In 2005, the civil actions from multiple jurisdictions were consolidated and transferred to the United Sates District Court for the District of New Jersey. In 2006, the district court approved the settlements of claims against Zurich Financial Services (“Zurich”) and Arthur J. Gallagher and Co. (“Gallagher”), for allegedly participating in illegal collusive activities from 1994 through 2005. Certain members of one or both of those settlement classes objected to various aspects of the settlement agreements, and appealed to the Third Circuit Court of Appeals.
Objecting class members argued that the settlements were improper because individual issues existed, making the case inappropriate for resolution by a class action which requires a predominance of common issues. The settlement objectors also argued that the court should have established at least three class action subclasses or required separate representation for claimants who inter alia bought excess policies and those who bought non-excess policies. The objectors also objected to the award of $29.9 million in legal fees and costs for the Zurich settlements.
In a 94-page opinion, the Third Circuit Court of Appeals rejected each objection to the settlements.
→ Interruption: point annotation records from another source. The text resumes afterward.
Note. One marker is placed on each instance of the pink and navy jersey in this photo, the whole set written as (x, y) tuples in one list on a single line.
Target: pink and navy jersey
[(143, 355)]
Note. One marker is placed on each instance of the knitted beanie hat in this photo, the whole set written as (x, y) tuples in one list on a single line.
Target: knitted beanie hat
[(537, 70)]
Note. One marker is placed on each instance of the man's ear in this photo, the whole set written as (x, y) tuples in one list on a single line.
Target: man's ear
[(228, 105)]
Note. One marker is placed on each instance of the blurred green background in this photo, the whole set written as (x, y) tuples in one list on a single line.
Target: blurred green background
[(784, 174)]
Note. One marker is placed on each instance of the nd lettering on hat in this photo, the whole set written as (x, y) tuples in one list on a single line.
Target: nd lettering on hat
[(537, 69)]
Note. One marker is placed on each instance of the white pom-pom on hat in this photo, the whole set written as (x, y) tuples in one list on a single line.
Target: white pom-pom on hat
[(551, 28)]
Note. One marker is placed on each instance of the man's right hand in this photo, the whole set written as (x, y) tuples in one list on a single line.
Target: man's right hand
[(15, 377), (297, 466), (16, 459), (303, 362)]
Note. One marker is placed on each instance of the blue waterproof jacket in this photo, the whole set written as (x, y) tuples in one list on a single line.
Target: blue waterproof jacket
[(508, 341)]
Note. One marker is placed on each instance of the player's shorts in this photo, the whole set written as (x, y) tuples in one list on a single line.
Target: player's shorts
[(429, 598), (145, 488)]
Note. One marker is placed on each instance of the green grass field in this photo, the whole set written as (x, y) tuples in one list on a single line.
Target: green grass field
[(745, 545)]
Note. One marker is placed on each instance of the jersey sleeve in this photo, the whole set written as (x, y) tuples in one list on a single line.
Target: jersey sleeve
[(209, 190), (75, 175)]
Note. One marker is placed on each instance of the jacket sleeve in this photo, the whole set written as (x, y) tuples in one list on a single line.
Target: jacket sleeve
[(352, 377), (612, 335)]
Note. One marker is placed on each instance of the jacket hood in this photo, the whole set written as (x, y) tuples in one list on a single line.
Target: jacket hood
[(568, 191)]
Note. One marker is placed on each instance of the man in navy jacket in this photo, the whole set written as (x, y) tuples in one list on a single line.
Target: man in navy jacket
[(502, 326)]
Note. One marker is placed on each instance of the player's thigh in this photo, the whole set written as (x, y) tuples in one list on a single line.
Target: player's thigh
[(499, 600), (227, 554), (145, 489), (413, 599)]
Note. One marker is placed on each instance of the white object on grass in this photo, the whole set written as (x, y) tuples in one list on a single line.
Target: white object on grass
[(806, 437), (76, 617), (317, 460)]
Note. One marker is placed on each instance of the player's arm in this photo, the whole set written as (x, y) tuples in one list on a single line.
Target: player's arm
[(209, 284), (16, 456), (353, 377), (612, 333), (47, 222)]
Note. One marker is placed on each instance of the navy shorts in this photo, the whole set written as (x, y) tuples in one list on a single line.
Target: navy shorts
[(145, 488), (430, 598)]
The court determined that common questions of law and fact existed with respect to each of the elements of the antitrust claims, including whether Zurich conspired with any defending insurance brokers, the resulting anticompetitive effects of the alleged conspiracy, and whether class members were proximately injured by Zurich’s conduct, even if the amount of damage that each plaintiff suffered could not be established by common proof. The court also determined that the objectors failed to articulate how the interests of the members diverge, even with the different allocations, and that the district court did not abuse its discretion in refusing to certify separate subclasses, despite the variety of policyholders. Among other things, the court held that the allocation plan ensured a fair distribution of the settlement fund and was allocated in such a way that policyholders who likely incurred the most damage would receive a larger proportion of the recovery.
Ultimately, the appeals court concluded that that the class certification requirements of the Federal Rules of Civil Procedure were satisfied with respect to both settlement classes and that both settlements were fair. As a result, the court approved the settlements in the amounts of of $121,800,000 for the Zurich claims and $28,000,000 for the Gallagher claims. The appeals court also affirmed the district court’s approval of an award of $29,500,000 for attorneys’ fees and expenses in conjunction with the Zurich settlement, noting that the district court had properly concluded that class counsel’s efforts produced at least $100 million for the settlement class.